The Oklahoma Geological Survey is one of these contributing networks. The OGS uses a denser seismic network within Oklahoma and has the capability of reporting lower magnitude earthquakes, if time and resources permit.

That really depends on the safe room or storm shelter. One should check with a structural engineer or the vendor to ensure that a structure would truly be safe during an earthquake. The greatest challenge to relying on such structures such as these is that earthquakes occur without warning and by trying to reach a safe room or storm shelter, you could be placing yourself in greater danger. Please see our information on Preparedness about how to prepare for and what to do during an earthquake.

Induced earthquakes are more accurately described as triggered earthquakes. This means that there is a naturally occurring fault inside the Earth that is "close" to having an earthquake and when a perturbation occurs in the subsurface from man's activities or other earthquakes, an earthquake occurs. This means that because most of what is being released is the natural energy stored within the Earth on an existing fault system, it is often not possible to readily distinguish a naturally occurring earthquake from a triggered earthquake. Often, we have to turn to more complex analysis and compare human activities with earthquake occurrence to identify such cases. In some cases, there may be some early indications that earthquakes may be triggered, such as very shallow earthquakes (about 6,000 feet) or other considerations. Some have tried to use strength of shaking, but this is very dependent on a number of factors, and one is depth, but there may be other subtle differences that the scientific community will be able to identify in the future.

Yes, the number of earthquakes felt since 2009 is unusual.
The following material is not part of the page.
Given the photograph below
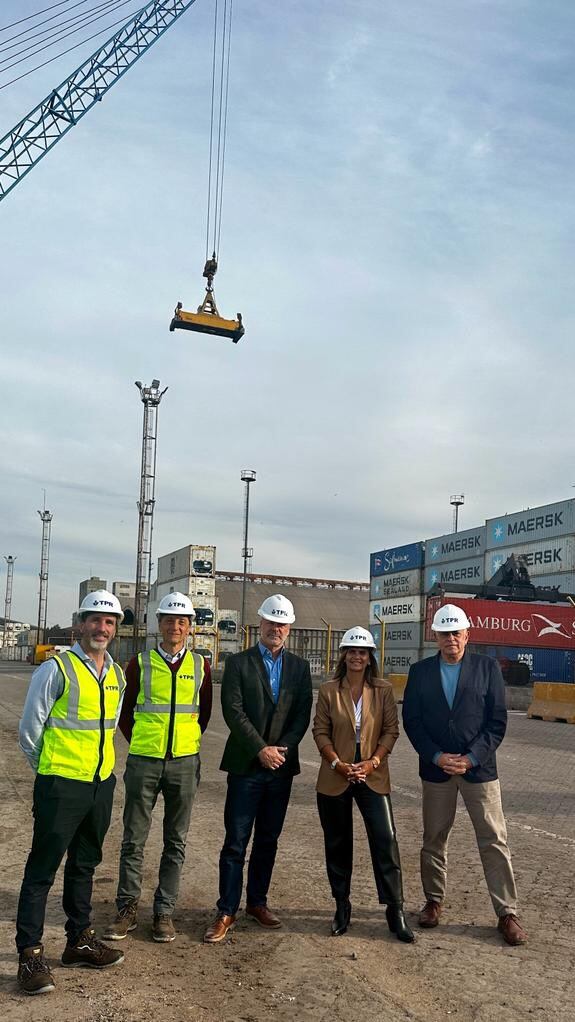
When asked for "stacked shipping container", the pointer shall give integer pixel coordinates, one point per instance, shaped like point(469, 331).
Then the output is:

The frequency of earthquakes has increased in Oklahoma. However, the majority of these earthquakes align with the natural stresses in Oklahoma and appear to be occurring on previously known and unknown faults, therefore, these earthquakes do not appear to be inconsistent with what might be called normal seismicity for Oklahoma.

Some people in Oklahoma recall that, in the past, Oklahoma had more earthquakes than another state, but they were so small they could not be felt. However, there is no scientific evidence to support that. In recent years, the media has reported on the large increase of earthquakes, but they are only showing events that are M3.0 and above. This leads some people to wonder if we are having more earthquakes of all intensities or if it is just that many of the earthquakes that we are having are stronger than they have been in the past.

Oklahoma has a recorded seismic history dating back to 1882. However, the Oklahoma Geological Survey has only been operating a seismic network since 1978. Ultimately, we are having more earthquakes of all intensities.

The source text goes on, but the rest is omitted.